BOGOTÁ, COLÔMBIA (FOLHAPRESS) - Em todos os fins de tarde nas COPs, as conferências climáticas da ONU, é possível ouvir a música-tema dos filmes "Jurassic Park". Ao redor da fonte de som encontra-se um pequeno aglomerado de gente, uma pessoa vestida de esqueleto de dinossauro inflável e outra com fantasia de esqueleto humano.
É a premiação irônica Fóssil do Dia.
O anti prêmio, obra da CAN (Climate Action Network-International), uma rede com mais de mil ONGs espalhadas pelo mundo, coloca no pódio literalmente, alguém representando o país sobe em um pódio países que estão fazendo o máximo para conseguir o mínimo no combate às mudanças climáticas, segundo a própria organização.
A ação satírica diária serve de alívio cômico e momento mais leve em meio a uma conferência essencialmente técnica, densa e lotada de engravatados andando apressados para cima e para baixo.
Mas o mote e os objetivos do antiprêmio são sérios. Afinal, a partir do prêmio é possível ter um vislumbre que como andam as negociações, quais posições defendem os países e expor à luz do dia quem está travando conversas que poderiam fazer evoluir discussões para um futuro climático decente.

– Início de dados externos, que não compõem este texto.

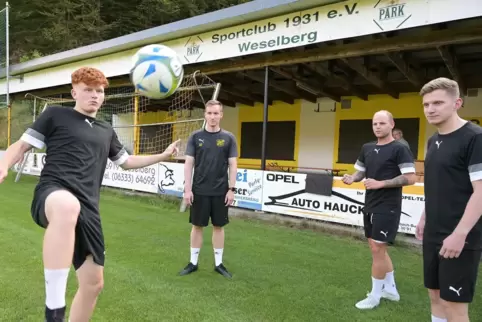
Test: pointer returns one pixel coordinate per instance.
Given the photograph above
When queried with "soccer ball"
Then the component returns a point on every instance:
(156, 71)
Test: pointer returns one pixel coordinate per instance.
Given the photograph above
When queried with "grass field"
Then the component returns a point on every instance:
(280, 273)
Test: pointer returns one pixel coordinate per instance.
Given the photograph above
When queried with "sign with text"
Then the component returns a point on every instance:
(358, 18)
(285, 193)
(249, 189)
(143, 179)
(343, 20)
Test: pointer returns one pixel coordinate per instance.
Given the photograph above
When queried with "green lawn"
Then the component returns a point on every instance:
(280, 273)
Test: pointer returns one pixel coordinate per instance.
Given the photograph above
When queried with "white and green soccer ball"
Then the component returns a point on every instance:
(156, 71)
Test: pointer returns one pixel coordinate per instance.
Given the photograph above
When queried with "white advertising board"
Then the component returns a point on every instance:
(269, 191)
(171, 179)
(284, 193)
(324, 23)
(249, 189)
(144, 179)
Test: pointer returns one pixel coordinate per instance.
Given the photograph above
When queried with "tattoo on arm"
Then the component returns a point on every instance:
(358, 176)
(399, 181)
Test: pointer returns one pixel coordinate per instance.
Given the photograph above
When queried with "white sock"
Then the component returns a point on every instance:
(55, 287)
(377, 287)
(390, 285)
(195, 255)
(436, 319)
(218, 256)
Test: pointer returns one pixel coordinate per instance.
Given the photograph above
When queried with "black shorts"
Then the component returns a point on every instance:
(381, 227)
(455, 278)
(205, 207)
(89, 238)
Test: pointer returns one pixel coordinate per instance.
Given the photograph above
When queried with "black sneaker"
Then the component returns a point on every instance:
(57, 315)
(222, 270)
(188, 269)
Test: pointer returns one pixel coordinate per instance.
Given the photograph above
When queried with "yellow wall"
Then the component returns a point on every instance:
(279, 111)
(408, 106)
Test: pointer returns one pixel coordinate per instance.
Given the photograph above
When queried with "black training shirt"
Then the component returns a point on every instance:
(452, 163)
(211, 152)
(77, 150)
(384, 162)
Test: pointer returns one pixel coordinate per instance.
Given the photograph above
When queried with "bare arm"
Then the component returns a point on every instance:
(140, 161)
(233, 170)
(188, 168)
(400, 181)
(473, 210)
(14, 154)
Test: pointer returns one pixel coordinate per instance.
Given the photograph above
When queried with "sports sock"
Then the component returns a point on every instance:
(218, 256)
(195, 255)
(390, 282)
(436, 319)
(55, 287)
(377, 287)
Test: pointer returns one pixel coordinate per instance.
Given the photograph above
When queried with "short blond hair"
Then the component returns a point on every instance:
(214, 102)
(445, 84)
(387, 113)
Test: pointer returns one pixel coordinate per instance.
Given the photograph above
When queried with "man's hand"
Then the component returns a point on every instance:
(173, 148)
(372, 184)
(419, 229)
(229, 198)
(453, 245)
(188, 198)
(347, 179)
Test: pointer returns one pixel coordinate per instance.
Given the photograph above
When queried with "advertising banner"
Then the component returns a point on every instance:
(269, 191)
(144, 179)
(249, 189)
(285, 193)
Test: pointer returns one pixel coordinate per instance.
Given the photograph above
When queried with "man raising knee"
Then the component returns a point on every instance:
(212, 152)
(387, 165)
(66, 199)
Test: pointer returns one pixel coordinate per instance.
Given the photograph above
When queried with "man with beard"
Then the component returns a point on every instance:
(387, 166)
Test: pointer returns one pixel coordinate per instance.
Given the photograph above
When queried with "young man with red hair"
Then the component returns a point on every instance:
(66, 199)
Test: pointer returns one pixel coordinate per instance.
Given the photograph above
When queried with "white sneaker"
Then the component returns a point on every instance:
(391, 295)
(369, 303)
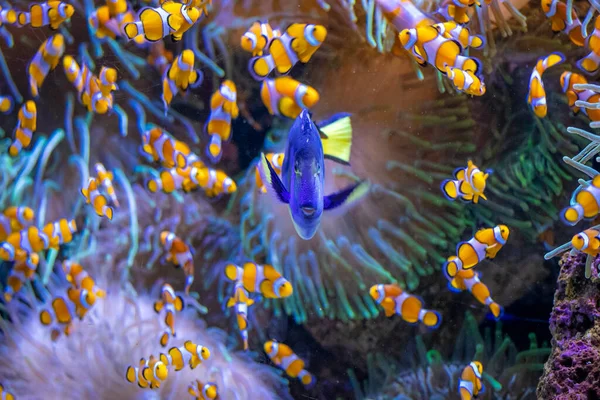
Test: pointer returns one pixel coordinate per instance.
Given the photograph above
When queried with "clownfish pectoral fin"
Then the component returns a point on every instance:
(272, 181)
(348, 195)
(336, 137)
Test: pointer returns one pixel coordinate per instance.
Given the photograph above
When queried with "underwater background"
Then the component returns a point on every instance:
(161, 191)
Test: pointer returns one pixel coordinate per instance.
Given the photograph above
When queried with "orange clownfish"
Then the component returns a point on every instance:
(180, 75)
(428, 46)
(202, 391)
(286, 96)
(223, 109)
(470, 385)
(96, 199)
(179, 253)
(468, 185)
(21, 272)
(263, 279)
(297, 44)
(468, 279)
(25, 127)
(148, 374)
(486, 243)
(396, 301)
(556, 11)
(60, 232)
(276, 160)
(587, 204)
(20, 246)
(170, 303)
(258, 37)
(283, 356)
(241, 302)
(171, 18)
(52, 13)
(536, 96)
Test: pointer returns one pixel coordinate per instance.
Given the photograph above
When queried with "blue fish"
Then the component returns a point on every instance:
(303, 172)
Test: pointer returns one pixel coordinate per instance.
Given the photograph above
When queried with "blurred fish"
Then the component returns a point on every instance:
(536, 96)
(52, 13)
(26, 125)
(303, 173)
(486, 243)
(587, 204)
(409, 307)
(468, 185)
(297, 44)
(180, 75)
(470, 384)
(223, 109)
(263, 279)
(468, 279)
(283, 356)
(556, 11)
(286, 96)
(179, 253)
(258, 37)
(202, 391)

"Expor" é a palavra porque as negociações são fechadas à imprensa, mas membros de ONGs, além dos negociadores, podem estar presentes nas salas em que cada item dos acordos é tratado. São discussões extremamente técnicas, que necessitam de olhos e ouvidos bem treinados e conhecimento no tema.

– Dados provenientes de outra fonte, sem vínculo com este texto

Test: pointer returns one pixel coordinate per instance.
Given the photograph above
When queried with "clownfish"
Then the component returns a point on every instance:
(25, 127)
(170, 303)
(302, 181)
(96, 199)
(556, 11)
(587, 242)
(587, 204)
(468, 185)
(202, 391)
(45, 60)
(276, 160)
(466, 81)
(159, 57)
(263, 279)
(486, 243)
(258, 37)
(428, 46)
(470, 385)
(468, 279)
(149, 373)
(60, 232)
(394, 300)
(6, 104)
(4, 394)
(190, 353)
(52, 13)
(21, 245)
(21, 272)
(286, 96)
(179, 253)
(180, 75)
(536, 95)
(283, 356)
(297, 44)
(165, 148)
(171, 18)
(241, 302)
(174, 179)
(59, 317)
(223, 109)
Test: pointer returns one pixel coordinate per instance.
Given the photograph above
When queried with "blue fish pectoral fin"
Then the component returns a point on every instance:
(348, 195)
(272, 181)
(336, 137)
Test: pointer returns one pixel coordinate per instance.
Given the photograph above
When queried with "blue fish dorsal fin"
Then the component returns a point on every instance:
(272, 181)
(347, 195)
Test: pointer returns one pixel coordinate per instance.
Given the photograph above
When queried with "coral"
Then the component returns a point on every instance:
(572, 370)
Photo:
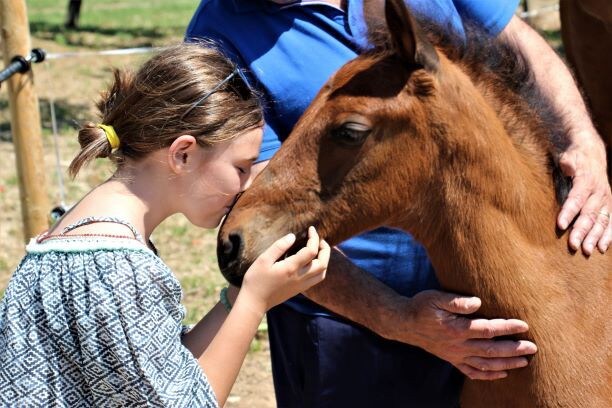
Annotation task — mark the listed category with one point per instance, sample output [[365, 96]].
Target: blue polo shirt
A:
[[291, 50]]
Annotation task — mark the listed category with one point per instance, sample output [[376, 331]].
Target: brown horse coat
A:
[[454, 147]]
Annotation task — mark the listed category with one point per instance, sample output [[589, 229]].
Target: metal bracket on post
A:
[[22, 64]]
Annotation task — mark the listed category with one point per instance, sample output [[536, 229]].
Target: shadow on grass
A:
[[68, 116]]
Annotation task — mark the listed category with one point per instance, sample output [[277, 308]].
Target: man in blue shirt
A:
[[318, 358]]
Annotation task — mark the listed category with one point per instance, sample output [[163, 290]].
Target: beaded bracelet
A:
[[224, 299]]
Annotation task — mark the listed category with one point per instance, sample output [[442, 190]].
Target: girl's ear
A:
[[181, 153]]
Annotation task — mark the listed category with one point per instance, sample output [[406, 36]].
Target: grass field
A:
[[73, 84]]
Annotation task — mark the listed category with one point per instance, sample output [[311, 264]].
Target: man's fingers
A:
[[324, 252], [500, 348], [589, 216], [475, 374], [606, 239], [602, 220], [456, 304], [496, 364], [487, 329], [305, 255]]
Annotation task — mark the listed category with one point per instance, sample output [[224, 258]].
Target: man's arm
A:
[[585, 159], [431, 320]]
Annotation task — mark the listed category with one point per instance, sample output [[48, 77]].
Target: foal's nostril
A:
[[228, 250]]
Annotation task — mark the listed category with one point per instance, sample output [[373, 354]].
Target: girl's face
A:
[[220, 174]]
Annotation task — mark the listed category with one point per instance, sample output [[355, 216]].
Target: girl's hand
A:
[[268, 282]]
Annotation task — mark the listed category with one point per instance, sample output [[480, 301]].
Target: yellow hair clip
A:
[[111, 135]]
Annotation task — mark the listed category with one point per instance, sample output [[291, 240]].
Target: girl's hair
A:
[[154, 106]]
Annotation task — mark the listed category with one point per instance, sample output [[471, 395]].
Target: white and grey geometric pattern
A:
[[95, 322]]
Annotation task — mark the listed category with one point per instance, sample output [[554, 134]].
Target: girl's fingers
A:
[[305, 255], [277, 249]]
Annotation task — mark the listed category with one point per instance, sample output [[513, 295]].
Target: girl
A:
[[92, 317]]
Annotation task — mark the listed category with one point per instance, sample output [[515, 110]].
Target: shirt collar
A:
[[244, 6]]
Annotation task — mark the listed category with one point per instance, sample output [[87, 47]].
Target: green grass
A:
[[105, 23]]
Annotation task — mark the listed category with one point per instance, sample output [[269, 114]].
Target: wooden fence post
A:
[[25, 120]]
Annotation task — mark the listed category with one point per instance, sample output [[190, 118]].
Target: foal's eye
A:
[[351, 134]]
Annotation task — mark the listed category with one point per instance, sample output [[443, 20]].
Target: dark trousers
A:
[[320, 361]]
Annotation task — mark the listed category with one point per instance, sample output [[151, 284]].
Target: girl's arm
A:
[[220, 343]]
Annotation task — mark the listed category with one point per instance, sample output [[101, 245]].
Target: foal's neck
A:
[[497, 209]]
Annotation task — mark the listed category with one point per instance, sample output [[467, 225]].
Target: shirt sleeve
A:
[[492, 15]]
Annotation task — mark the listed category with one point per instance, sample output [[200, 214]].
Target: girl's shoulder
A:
[[77, 238]]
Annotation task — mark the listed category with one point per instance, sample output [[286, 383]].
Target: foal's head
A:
[[372, 149]]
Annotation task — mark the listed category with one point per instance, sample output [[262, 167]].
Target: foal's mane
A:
[[494, 59], [496, 62]]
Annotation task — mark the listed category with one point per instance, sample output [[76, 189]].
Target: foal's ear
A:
[[407, 38]]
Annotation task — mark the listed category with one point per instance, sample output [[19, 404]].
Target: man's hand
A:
[[590, 197], [437, 326]]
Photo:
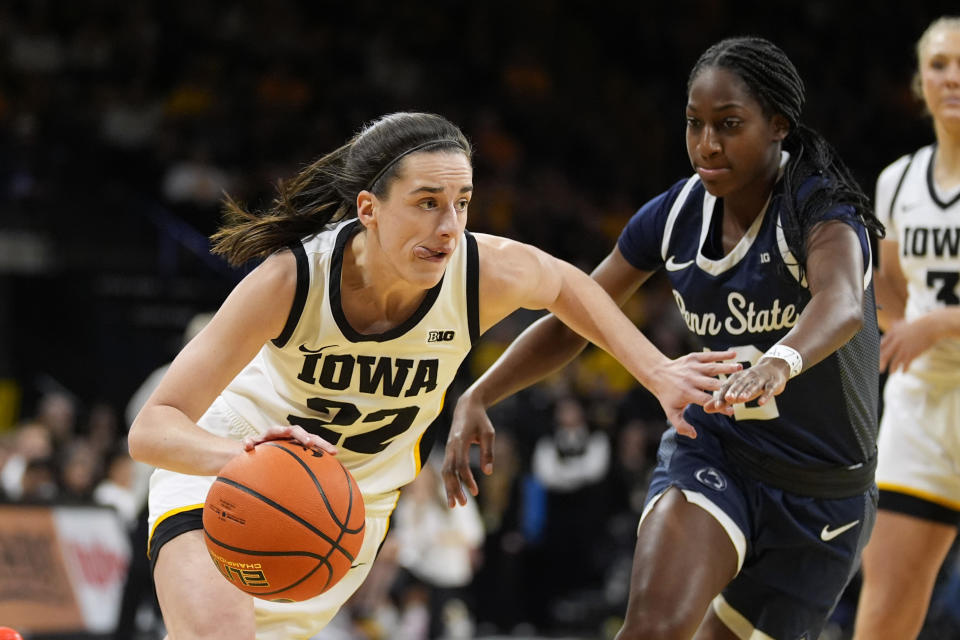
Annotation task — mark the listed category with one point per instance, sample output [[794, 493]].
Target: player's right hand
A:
[[470, 426], [691, 379], [290, 432]]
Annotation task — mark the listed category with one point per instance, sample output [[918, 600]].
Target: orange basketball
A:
[[283, 522]]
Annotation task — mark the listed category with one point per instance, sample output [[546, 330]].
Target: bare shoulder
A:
[[265, 296], [503, 257]]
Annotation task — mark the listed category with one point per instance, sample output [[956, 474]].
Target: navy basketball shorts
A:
[[796, 553]]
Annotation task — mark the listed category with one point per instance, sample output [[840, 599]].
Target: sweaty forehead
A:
[[717, 88], [442, 168], [943, 41]]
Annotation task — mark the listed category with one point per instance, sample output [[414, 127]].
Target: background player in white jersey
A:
[[345, 338], [918, 473], [760, 505]]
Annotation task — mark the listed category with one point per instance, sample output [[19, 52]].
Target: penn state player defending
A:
[[917, 288], [346, 338], [763, 498]]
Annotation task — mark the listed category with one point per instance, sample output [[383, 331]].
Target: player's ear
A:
[[781, 127], [366, 207]]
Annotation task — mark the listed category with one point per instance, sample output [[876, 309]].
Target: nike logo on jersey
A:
[[673, 265], [829, 534]]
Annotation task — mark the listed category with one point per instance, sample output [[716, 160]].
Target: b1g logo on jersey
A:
[[710, 477]]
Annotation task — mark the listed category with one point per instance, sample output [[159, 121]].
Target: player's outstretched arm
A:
[[835, 271], [514, 275]]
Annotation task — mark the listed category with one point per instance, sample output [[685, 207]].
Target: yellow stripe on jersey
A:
[[919, 493], [416, 449], [169, 514]]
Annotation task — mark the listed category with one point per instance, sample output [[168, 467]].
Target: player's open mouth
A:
[[425, 253]]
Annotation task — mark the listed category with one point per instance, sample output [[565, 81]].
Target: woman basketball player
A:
[[918, 469], [761, 504], [346, 338]]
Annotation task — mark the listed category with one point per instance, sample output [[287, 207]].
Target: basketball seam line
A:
[[336, 543]]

A CAN, dessa forma, acompanha de perto as negociações e, além da ação satírica, organiza entrevistas coletivas para mostrar como andam as negociações durante as COPs.
A tradição do Fóssil do Dia começou em 1999, em Bonn, na Alemanha. E o Brasil é um dos países bastante lembrados na premiação nos últimos anos. Na comemoração dos cinco anos do Acordo de Paris, em 2020, durante o governo Jair Bolsonaro (PL), houve uma edição especial do prêmio, levando em conta o conjunto da obra dos países até ali. E o Brasil recebeu dois Fósseis, um por não proteger as pessoas de impactos climáticos e outro pelo encolhimento dos espaços públicos de discussão.

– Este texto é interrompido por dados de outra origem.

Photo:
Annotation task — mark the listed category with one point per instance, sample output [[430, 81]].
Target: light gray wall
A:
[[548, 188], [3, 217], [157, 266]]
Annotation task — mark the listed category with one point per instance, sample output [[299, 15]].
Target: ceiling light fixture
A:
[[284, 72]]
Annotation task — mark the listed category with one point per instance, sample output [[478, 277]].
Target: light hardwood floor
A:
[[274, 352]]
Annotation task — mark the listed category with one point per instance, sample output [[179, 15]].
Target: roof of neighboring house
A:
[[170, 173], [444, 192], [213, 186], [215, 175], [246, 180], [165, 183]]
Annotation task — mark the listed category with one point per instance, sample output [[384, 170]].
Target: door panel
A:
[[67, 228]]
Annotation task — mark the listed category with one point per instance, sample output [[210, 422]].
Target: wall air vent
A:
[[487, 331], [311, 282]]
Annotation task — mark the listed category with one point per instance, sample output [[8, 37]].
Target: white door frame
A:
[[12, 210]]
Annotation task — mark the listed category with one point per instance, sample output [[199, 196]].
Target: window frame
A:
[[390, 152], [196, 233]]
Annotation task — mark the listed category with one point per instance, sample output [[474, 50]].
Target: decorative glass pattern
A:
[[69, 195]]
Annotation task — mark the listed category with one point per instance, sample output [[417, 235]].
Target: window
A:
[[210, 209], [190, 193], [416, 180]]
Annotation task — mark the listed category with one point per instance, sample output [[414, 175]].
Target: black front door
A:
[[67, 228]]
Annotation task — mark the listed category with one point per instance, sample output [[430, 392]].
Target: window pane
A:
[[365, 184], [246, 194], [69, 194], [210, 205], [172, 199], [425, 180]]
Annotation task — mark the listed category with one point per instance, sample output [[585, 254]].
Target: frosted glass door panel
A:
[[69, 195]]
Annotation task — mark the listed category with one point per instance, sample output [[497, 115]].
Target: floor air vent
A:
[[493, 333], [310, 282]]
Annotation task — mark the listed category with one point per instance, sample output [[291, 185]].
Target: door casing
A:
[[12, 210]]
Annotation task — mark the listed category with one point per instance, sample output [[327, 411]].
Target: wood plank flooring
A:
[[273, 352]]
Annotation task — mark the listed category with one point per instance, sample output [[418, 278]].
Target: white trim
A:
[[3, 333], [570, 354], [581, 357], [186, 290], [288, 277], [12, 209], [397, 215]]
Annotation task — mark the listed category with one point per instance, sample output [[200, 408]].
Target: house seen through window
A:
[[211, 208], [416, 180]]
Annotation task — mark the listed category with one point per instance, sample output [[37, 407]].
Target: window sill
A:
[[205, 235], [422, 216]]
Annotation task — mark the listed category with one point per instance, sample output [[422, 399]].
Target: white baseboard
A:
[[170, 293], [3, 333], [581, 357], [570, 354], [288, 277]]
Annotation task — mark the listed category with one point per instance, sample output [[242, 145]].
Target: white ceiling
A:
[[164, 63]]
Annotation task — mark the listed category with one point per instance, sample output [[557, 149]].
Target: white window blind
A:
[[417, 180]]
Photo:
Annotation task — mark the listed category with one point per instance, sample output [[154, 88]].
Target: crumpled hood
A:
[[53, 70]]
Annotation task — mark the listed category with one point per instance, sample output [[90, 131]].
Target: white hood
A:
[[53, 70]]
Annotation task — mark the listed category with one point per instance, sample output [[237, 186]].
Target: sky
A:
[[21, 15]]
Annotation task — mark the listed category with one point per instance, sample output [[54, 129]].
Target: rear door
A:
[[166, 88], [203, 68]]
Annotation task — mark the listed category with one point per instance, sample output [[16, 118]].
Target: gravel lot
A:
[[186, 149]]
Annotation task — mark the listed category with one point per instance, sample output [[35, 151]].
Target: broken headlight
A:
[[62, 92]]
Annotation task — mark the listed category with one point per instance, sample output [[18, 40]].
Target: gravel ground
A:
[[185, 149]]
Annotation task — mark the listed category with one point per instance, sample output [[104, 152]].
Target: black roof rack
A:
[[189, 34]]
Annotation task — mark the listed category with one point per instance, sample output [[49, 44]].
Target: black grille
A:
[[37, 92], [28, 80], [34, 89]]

O mais recente prêmio brasileiro foi em 2023, quando, no primeiro dia da COP28, houve o anúncio brasileiro do governo Lula (PT) da intenção de adesão ao cartel petroleiro Opep+.
O Fóssil do Dia é só uma parte do prêmio, porém. Há um prêmio maior ao fim das COPs: o Fóssil Colossal, que vai para o conjunto da obra de algum país durante a conferência.
Bem mais raramente, a CAN ainda dá o chamado Ray of the Day algo como o Raio do Dia, que, dessa vez sem ironia, premia boas ações de países. Na COP30, em Belém, no Brasil, o primeiro dia de prêmio trouxe essa surpresa. Um Ray of the Day para G77 e China, "por iluminar o caminho para uma transição justa".